Morning Coffee: Did the worst sort of bankers return to the office? Another bank speeds up its restructuring plans
In parts of England, a type of domesticated polecat called the “ferret” is sometimes used to hunt rabbits. American readers may not be familiar with the term, but the creature’s prodigious ability to execute tight turns in confined underground spaces has entered the language as a metaphor for any similarly abrupt change of course. Which is to say – today is the day that most London investment banks appeared to have done a spectacular reverse-ferret on their return to office plans, following new government advice that employees who are capable of working from home should do so. HSBC, Goldman, Citi and most of the other banks have postponed the back-to-desks dates and told their employees that the kids’ playroom is going to have to remain a temporary office for a while more.

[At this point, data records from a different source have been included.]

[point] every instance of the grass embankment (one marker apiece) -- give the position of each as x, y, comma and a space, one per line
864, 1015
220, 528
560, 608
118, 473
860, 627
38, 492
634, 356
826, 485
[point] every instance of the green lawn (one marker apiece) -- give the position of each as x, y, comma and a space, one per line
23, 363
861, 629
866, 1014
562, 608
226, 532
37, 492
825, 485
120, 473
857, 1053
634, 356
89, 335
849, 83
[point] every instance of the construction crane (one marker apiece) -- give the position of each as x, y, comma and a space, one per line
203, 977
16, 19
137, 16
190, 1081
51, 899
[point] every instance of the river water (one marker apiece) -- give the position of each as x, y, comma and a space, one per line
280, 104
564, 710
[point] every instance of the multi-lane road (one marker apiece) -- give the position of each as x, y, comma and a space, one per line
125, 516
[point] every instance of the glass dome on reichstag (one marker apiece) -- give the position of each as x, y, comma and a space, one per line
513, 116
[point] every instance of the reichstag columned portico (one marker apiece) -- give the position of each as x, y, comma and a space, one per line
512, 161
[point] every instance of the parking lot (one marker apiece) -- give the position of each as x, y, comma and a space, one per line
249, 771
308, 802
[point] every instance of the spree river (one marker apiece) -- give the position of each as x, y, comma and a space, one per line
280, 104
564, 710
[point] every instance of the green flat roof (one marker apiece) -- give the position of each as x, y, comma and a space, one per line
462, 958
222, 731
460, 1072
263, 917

This is going to be frustrating to a lot of bankers. Corporate finance coverage teams in particular, especially those who have been feeling under pressure in a poor overall market for M&A deals, must have been hoping that a return to face-to-face meetings might make the magic happen. Not only that, there’s serious fear-of-missing out. As Ken Moelis puts it, the global lockdown was a sort of mutual disarmament pact; all the bankers were basically in the same boat and if you were finding it tough to get a deal to happen over Zoom, you could at least be sure that your competitors weren’t doing any better.

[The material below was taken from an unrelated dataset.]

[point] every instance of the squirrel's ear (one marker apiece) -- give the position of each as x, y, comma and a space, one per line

Or could you? One thing that some people in finance are beginning to notice from their homeworking spaces is that a lot of the time, the people who are most keen on returning to the office are the ones who were best at office politics. In New York, where a somewhat better coronavirus outcome has led to a more consistent – albeit still tentative – return, some of the early adopters are already talking about the joys of two-minute conversations while walking round the block, or serendipitous encounters at the hand sanitiser station. Which is all well and good – Jamie Dimon and Sergio Ermotti are among the big believers in this sort of thing as a driver of office productivity.

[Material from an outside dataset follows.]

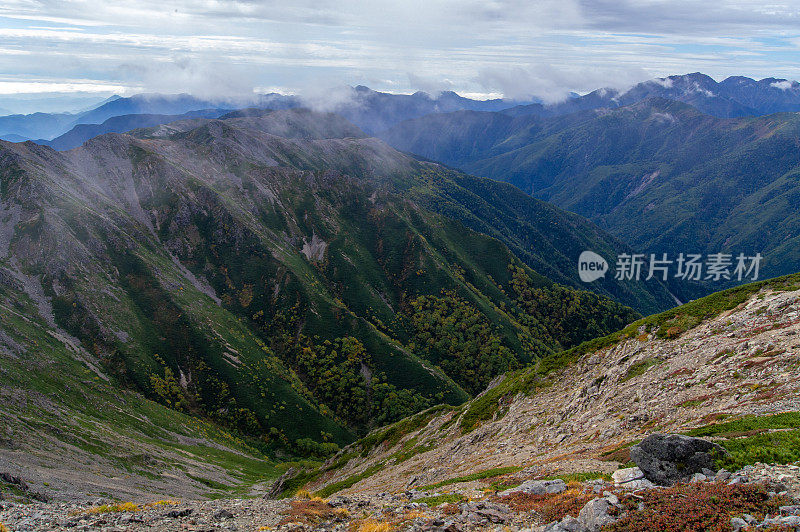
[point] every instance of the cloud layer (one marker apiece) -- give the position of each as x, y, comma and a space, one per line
516, 48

Except that cynics and introverts might suggest that the good thing about Zoom calls and management by email is that there’s a lot less room for confusion about whose idea something actually was and who actually did a given piece of work. We all know people who are keen to “just swing by” and “pick your brains”, and all too often you can find yourself doing half of their job as well as your own, for the price of a latte if you’re lucky. There’s an old adage that as bonus time comes near, you increasingly think of people in other banks as your colleagues and people in your own bank as the competition, and there’s perhaps room for a little bit of doubt sometimes as to which kind of competitor the back-to-office crowd are most concerned about.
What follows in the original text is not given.